Our two hour detour was completely worth it. If you are ever in Iceland, get thee to Dettifoss if possible!
We stayed the night in Egilsstaðir, in Eastern Iceland. Egilsstaðir sits at one end of Iceland’s third largest lake: Lagarfljót. The lake is home to a mysterious creature, The Lagarfljótsormur.
The Lagarfljót worm, or as it’s known outside of Iceland as the “Iceland Worm Monster”, is purported to live in the lake.
Sightings have been logged since 1345 and continue into the 21st century, including a 2012 video supposedly showing the creature swimming.
If you are a cynic- this is obviously a net or something caught in the water. If you are a believer, it’s the ultimate middle finger to the boring old bores. We watched very carefully as we drove along the edge of the lake. We did not have a wyrm sighting, but he was probably just having a rest.
Our destination for the morning was at the other end of the lake: Hengifoss. Hengifoss is the third highest waterfall in Iceland, at 128 meters. We had our American brains engaged this morning, so we were just assuming there would be a road to the falls and a nice lookout platform from which to view them. We hadn’t finished our second cup of coffee yet, and had our longest day of driving ahead of us. Our American brains were so wrong.
It’s an hour long walk, uphill at a 15-25% grade, for 2.5 km to get anywhere near the base of this thing. Settled into my car nest first thing in the morning, I did not do a very good job adjusting to this new reality. I believe I have mentioned that I do not like the ‘up’ so much. Well, this was the most ‘up’ so far. There are a couple of things that make going up worse than the obvious reasons. 1) You are not dressed appropriately. I had on my silk long johns on under my jeans and three layers, plus a hat and scarf. I was shedding layers at a lewd rate. 2) Parts of the hill hide behind other parts of the hill, creating an optical illusion that your torture may be over soon.
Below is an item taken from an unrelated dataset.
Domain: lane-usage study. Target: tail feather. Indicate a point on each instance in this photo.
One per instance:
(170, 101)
Until, that is, you round the bend and then there is just more effing hill as far as you can see. 3) People telling you “you don’t have to do this, you know” and finally 4) Lithe Europeans scampering up the bloody thing like Bambi.
It was a hot, sweaty, breathless, blood-pounding-in-your-ears ascent. I also wasn’t giving up my to-go coffee (this stuff is expensive) so I dragged that up there as well as the rest of me.
I enjoyed the walk back down.
Having unexpectedly killed two hours we didn’t have in our schedule, we hurried back on the road and John drove until the sun went down. We passed a plethora of unique landscapes along the way…but sadly, we did not have time to explore them all. You will have to settle for pictures from the 260km of road we travelled, taken out the car window, as all my muscles had seized up upon finishing our hike. I promise I will do better tomorrow.